Before I launch I inspected the idler cable and chains on the Mirage Drive for possible stretches because They were new (I had only one trip with them 10 days ago). They look good. I tighten them up a little.

I didn't have any bites until I hit the pilings near the First Island. The fifth one was an 18 incher. After the sixth under size tog, when the current was slack. the idler cable and a chain came off because they were stretched a lot for about 3 hour pedaling. Something like this happened when bites were on usually. The wind had started picking up that time. I moved to the calm area with less current - which is usually one side of the First Island depending on the current and wind direction. I carry many parts and tools in my tackle bag.

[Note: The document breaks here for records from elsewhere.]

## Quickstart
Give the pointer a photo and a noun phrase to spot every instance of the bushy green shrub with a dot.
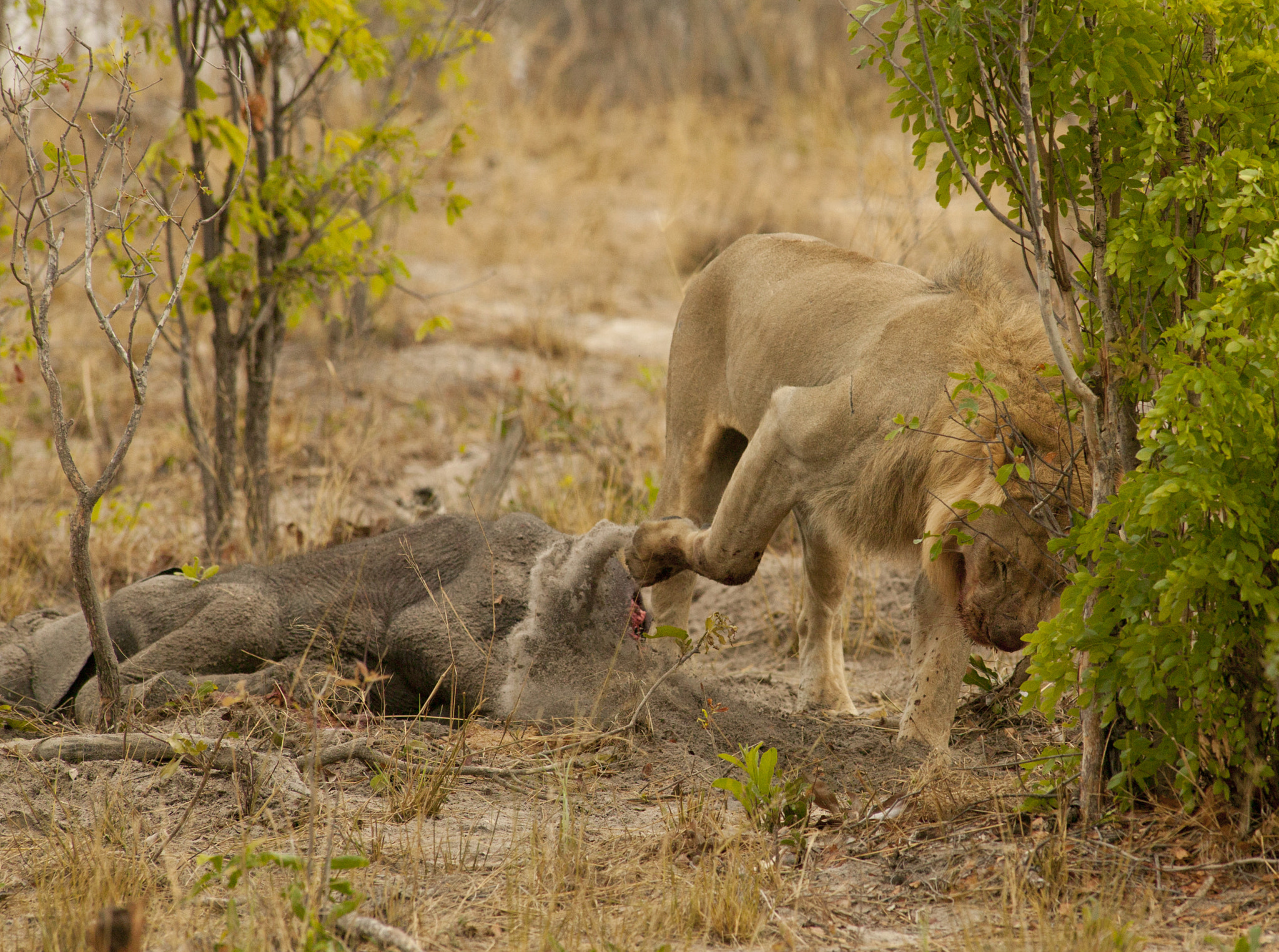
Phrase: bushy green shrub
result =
(1186, 557)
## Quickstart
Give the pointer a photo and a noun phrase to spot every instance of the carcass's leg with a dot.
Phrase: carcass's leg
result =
(699, 468)
(238, 631)
(769, 479)
(939, 656)
(822, 684)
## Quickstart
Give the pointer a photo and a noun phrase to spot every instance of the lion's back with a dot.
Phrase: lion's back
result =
(789, 310)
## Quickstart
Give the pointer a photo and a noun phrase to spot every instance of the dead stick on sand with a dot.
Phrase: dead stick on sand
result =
(368, 928)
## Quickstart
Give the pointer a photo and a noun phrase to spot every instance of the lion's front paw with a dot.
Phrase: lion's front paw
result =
(656, 550)
(828, 695)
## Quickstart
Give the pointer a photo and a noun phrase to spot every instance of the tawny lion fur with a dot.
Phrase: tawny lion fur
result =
(789, 362)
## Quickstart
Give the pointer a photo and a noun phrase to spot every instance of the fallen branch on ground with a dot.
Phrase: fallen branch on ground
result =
(229, 758)
(368, 928)
(360, 750)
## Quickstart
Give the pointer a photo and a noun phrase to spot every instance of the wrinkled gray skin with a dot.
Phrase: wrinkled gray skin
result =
(532, 622)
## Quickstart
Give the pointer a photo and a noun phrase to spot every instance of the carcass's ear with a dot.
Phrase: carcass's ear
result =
(593, 551)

*For Hobie owner with Mirage drive with ball bearings,*
I had experienced this - When the idler cable is loose, the chain (inside of the idler cable) will come off. After that the pedals slide outward easily. When there is enough gap, the plastic ball bearings (thin black plastic rods between axle shaft and pedal) can easily slide off the assembly. If it happens, take it to the Hobie dealer. I learned how to put back the ball bearing by using an extra axle shaft. I can use axle shaft from an old V2 drive. You can remove the axle shaft from the old V2 drive, but don’t remove the axle shaft from the new drive (you will deal with the ball bearing again).

When I was working on the drive, I kept the pedals close together. I made sure the ball bearings wouldn’t slide off. 
Coast Guards stopped by because they found a lone yaker wasn’t fishing and was drifting. They came back when I fixed the drive.
I caught two more under size togs during the incoming tide, and came back to the shore before the wind became too strong

Fishing Log:




Thanks
Joe


----------



## Papa-T (Sep 5, 2011)

Nice video Joe. Smart to keep the tools for repairs. Also great idea to leash the drive. Enjoyed as usual.


----------



## andypat (Jan 7, 2004)

WOW! Hardcore fisherman. That was a good video. Thanks!


----------



## wannabeangler (Feb 7, 2009)

Yeah those darn West or North West winds with an incoming can get NASTY or even the other direction. Been caught a few times before. Fun times paddling when in fear!


----------